Jerry's own career began when he joined the Amalgamated Engineering and Electrical Union (which would later get swallowed up by Amicus, and in turn, later become part of Unite) when he began with Rolls-Royce as an apprentice in 1975. He was elected shop steward in 1984. In 2005 a 48 hour occupation of the test areas at Rolls-Royce saved the jobs of two fitters who were facing dismissal, but six weeks later the company sacked the union leader.
A strike in support of Jerry lasted three weeks before he won an interim employment tribunal ruling against his dismissal, and he accepted a £100,000 payoff after being told he could not have his job back.

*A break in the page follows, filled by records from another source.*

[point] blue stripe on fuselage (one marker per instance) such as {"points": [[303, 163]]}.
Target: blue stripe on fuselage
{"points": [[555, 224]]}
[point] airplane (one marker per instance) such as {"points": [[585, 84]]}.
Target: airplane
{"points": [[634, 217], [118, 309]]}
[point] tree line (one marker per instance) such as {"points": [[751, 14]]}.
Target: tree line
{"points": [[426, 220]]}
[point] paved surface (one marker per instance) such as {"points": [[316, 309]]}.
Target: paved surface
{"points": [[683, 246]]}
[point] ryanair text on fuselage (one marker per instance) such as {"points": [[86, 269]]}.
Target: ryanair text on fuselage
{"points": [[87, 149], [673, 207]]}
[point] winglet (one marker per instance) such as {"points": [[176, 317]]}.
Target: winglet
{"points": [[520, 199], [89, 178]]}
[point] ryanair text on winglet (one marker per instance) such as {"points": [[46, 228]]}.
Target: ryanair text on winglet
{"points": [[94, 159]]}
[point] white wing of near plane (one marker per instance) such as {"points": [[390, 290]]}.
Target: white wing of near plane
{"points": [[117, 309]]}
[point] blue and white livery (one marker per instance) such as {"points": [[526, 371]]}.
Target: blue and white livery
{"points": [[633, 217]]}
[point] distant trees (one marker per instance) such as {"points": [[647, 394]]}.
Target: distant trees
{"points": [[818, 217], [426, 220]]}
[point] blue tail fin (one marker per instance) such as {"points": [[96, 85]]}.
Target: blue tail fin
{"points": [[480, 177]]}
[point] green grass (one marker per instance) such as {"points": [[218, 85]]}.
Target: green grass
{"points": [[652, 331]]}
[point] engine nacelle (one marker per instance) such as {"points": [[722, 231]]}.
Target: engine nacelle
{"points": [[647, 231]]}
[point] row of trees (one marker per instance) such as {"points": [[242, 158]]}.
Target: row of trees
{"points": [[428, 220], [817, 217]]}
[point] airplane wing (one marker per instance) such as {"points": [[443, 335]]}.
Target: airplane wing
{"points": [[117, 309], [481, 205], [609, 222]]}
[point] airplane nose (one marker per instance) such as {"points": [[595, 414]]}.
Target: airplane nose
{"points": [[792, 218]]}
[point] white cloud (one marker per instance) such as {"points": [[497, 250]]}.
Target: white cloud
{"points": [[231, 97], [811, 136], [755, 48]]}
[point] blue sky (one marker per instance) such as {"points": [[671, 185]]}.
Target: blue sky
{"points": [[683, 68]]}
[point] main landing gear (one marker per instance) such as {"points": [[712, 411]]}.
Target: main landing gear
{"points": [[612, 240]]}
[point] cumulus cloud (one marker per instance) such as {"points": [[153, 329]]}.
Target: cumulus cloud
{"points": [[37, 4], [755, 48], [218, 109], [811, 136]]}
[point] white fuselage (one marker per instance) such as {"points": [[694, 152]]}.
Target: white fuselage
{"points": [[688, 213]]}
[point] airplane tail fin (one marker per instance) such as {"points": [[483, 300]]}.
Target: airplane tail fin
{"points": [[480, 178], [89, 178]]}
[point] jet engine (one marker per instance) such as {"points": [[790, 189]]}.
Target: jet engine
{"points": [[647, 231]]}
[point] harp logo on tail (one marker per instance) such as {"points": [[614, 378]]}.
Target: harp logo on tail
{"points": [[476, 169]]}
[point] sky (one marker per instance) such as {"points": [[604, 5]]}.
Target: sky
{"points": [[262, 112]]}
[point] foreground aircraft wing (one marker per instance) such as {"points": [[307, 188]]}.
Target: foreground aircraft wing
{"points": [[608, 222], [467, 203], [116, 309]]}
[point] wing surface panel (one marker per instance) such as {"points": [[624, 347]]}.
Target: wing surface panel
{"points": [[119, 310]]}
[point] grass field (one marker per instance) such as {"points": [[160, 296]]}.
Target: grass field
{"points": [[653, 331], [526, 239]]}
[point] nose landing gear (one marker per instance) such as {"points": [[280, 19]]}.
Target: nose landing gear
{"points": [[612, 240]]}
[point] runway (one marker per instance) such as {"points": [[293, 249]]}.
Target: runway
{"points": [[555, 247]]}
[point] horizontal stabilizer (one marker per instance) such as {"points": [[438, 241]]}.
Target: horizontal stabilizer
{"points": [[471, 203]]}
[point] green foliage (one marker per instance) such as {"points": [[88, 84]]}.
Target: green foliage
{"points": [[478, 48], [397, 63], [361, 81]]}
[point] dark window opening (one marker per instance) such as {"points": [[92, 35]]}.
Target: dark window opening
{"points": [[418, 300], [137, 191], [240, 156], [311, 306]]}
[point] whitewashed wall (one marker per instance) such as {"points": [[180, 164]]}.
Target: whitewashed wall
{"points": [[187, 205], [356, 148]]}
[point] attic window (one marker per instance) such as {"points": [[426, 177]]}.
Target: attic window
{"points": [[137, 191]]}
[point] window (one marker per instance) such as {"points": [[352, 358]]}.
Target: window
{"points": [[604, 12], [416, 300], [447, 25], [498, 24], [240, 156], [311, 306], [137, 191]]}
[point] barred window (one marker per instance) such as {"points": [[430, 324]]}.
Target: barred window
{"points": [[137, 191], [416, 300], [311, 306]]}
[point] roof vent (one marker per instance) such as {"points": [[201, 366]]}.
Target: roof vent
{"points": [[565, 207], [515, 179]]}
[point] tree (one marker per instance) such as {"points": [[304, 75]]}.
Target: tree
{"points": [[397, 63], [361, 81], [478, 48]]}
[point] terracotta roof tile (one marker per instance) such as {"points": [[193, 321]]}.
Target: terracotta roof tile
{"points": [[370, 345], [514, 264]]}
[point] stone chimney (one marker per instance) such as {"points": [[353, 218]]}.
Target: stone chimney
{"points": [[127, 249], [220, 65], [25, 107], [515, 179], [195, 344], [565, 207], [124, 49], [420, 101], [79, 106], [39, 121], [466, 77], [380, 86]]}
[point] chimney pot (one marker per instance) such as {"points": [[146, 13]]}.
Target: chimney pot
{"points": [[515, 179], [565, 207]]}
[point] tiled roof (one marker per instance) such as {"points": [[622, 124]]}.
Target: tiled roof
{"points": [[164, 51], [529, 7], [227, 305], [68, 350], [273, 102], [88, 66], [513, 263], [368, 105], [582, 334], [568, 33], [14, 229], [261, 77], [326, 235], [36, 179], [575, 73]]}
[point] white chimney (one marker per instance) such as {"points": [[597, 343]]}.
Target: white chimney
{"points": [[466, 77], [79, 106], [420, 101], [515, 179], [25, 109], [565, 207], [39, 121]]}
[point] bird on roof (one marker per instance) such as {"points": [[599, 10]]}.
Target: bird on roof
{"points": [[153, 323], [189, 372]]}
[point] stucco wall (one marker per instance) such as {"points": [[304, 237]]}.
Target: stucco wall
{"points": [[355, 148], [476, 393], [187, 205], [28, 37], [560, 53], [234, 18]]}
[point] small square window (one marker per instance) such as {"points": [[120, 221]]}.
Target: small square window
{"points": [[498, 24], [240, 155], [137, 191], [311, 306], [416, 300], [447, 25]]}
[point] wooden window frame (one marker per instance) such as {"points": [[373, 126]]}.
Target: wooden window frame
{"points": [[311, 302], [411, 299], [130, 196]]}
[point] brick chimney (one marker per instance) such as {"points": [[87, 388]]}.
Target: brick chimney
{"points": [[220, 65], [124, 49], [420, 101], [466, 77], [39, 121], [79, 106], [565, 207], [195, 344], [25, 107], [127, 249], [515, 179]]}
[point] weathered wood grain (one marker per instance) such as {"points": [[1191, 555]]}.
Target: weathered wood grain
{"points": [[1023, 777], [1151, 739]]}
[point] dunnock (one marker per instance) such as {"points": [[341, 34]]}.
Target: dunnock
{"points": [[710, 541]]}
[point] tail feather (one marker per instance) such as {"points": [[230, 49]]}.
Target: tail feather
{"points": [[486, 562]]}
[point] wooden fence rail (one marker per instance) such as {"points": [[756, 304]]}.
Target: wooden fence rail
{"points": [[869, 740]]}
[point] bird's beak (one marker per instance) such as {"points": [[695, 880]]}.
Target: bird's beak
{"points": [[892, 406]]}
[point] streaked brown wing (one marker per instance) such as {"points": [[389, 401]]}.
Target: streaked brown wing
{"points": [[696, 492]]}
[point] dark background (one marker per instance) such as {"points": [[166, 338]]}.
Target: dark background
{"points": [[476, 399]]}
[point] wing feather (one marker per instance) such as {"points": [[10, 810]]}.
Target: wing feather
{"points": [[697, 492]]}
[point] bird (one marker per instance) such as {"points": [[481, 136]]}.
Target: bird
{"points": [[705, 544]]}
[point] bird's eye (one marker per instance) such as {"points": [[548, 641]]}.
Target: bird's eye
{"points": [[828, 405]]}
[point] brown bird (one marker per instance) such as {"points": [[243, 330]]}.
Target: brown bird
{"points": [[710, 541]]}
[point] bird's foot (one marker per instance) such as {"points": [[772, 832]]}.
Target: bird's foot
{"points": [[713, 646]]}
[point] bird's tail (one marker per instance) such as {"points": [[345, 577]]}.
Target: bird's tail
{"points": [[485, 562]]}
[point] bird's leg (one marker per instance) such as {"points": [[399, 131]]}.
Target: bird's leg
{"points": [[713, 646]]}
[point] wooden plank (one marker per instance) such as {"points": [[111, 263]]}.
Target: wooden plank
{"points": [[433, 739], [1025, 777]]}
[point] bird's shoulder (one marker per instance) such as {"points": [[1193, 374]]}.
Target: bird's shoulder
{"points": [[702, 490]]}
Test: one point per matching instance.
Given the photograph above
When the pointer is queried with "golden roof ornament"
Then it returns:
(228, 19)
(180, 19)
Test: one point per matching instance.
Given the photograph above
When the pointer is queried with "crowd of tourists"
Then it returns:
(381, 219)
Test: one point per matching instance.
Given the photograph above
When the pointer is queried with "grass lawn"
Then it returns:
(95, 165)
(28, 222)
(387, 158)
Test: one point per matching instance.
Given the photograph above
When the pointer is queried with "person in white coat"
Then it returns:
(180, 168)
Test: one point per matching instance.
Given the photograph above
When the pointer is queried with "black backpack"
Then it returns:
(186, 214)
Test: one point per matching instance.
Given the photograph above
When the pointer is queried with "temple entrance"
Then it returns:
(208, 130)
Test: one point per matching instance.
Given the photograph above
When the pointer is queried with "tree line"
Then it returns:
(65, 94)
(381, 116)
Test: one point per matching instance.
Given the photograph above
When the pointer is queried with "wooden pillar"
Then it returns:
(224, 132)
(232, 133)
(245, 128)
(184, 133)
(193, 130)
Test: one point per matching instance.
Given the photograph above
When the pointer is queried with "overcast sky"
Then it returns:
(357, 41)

Claiming to have been "black-listed" by employers, Jerry has not worked since, but went on to become a prominent member of the Respect party locally –standing as a prospective city councillor for George Galloway's fledgling left-wing party in 2009, as well as standing for the top job at Unite in 2008 and 2010.
"When I was unfairly sacked from Rolls-Royce I used the pay-off to get rid of my mortgage, and I decided to focus on politics," he says. "I live frugally. I don't drink or smoke, and my only income is £500 a month from my Rolls-Royce pension.
"I believe in these difficult economic times that the current salary for general secretary of Unite is not commensurate with the wages earned by the union's members. So if I am elected, I won't be taking the current salary, of £122,000, excluding pensions, I would simply ask for the average British wage, which I believe is £26,500 – that would still be a £26,000 a year pay rise for me." (sic)
Jerry tells me that he believes the union's relationship with the Labour party has become a "one-way affair".
"I think we should stop giving the Labour party money if they are not going to support our principles in their policies. We should keep our members' hard-earned money tightly in our grasp, and use that to negotiate with the party – we should only give the party money as a reward, because giving it as an incentive doesn't work."
Jerry is also campaigning on issues as diverse as the legalisation of secondary action and lobbying Government to not only not raise the retirement age, but actually to lower it to 60 to "open up more jobs for young people".
He believes rather than austerity cut-backs, the Government should raise three different types of taxes to meet the short fall caused by the recession – a financial transactions tax on share deals, a higher rate of income tax and a mansion tax.
"I believe the union has not been effective enough when it comes to taking action to try to force the hand of Government on these sorts of issues," he says.
"Unions have to be there to take action, not just to talk. If I'm elected as general secretary I'll be much more proactive about finding the opportunities where we can make a difference for the lives of our 1.5 million members," he adds. "After all, I'm simply one of them."